The Trump campaign is starting to be asked about all the donations that Donald Trump has been so quick to talk about in interviews and “reality shows,” but which have been so hard to find in real reality. Trump loves to make promises, but it seems he often fails to follow through.
In May, under pressure from the news media, Donald Trump made good on a pledge he made four months earlier: He gave $1 million to a nonprofit group helping veterans’ families.
Before that, however, when was the last time that Trump had given any of his own money to a charity?
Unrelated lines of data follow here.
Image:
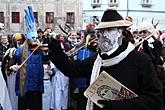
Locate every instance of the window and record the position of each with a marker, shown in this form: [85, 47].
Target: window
[36, 16]
[15, 17]
[1, 17]
[96, 3]
[49, 17]
[70, 17]
[146, 3]
[112, 3]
The answer seems to be: Not recently, and even in the distant past, not often. Trump apparently cut another check for $100k related to his very public trip to Louisiana during the floods, but before that there’s no evidence that he put out a dime of his own money since 2008. Only … his campaign says that's not true.
A spokeswoman for Donald Trump's presidential campaign, seeking to rebut criticism of the GOP nominee's history of charitable giving, said that Trump has given away "tens of millions of dollars" over his life.
That’s fantastic. Really. For someone who claims to be worth $10 Billion, even $10 million would be only 0.1 percent of their worth, so it seems like the least that Trump could do. Seriously, the least.
But spokeswoman Hope Hicks offered no details about that number, beyond saying that it included donations from the Donald J. Trump Foundation -- a charity that, despite its name, has been filled almost entirely with other people's money in recent years.
Trump’s talk-big, do-little when it comes to charity has been a lifetime habit.
In the 1980s, Trump pledged to give away royalties from his first book to fight AIDS and multiple sclerosis. But he gave less to those causes than he did to his older daughter’s ballet school.
And while Trump likes to talk about giving away money to veterans and for medical research into AIDS and other illnesses, the truth is that he tended to give token donations to those causes—$1,000 or less—and reserve larger checks for the things he actually held dear.
Much of the rest went to charities tied to Trump’s life: society galas, his high school, his college, a foundation for indigent real estate brokers. The School of American Ballet, where Ivanka Trump studied from 1989 to 1991, got $16,750.
A private school that educated Trump’s son Eric got $40,000 — more than the homeless and AIDS contributions combined.
How does Donald Trump rack up against some genuinely generous Americans?
Bill Gates is worth almost five times as much as Trump’s claimed $10 billion net, but Gates has given away $28 billion—more than half his wealth, compared to Trump’s unproven claim of giving up a tenth of one-percent.
Warren Buffet has donated over $17 billion, along with signing a pledge to donate at least half his wealth.
George Soros—that guy the right loves to hate—has wealth about twice that claimed by Trump, and yet he’s given away almost $8 billion.
Even if he has given away “tens of millions,” that’s still a tiny, tiny portion of Trump’s professed wealth. When Trump’s campaign claims he’s given away $10 million, they’re saying he’s donated 1 / 1000th as much as other men who supposedly have the same kind of wealth that he does.
And even so, there’s no evidence that Trump really has given away the money that he claims. Instead, the record is filled with instances in which Trump promised to give away funds that never arrived, or even claimed to have already given funds, that no one could locate.
But Trump does have an explanation.
Trump’s representatives have repeatedly said that there have been many charitable donations from Trump in recent years but that he has purposely kept them under wraps.
“We want to keep them private. We want to keep them quiet,” Allen Weisselberg, the chief financial officer of Trump’s business, told The Post earlier this year. “He doesn’t want other charities to see it. Then it becomes like a feeding frenzy.”
Like a “feeding frenzy?” So, Trump is only pretending to be Scrooge McDonald so no one will ask him for money? Except he attends lots of charity galas where he takes credit for money donated to his foundation by other people. Pretending to be generous doesn’t seem to bother Trump. It’s letting the moths out of his wallet that seems to be his problem.
Sure. That makes sense. Just like getting someone fired shows that his trip to Mexico was a great success.
David Fahrenthold at the Washington Post, who has been following up Trump’s charitable donations, and the lack there-of, posted a challenge to his campaign’s claims that Trump has been secretly generous.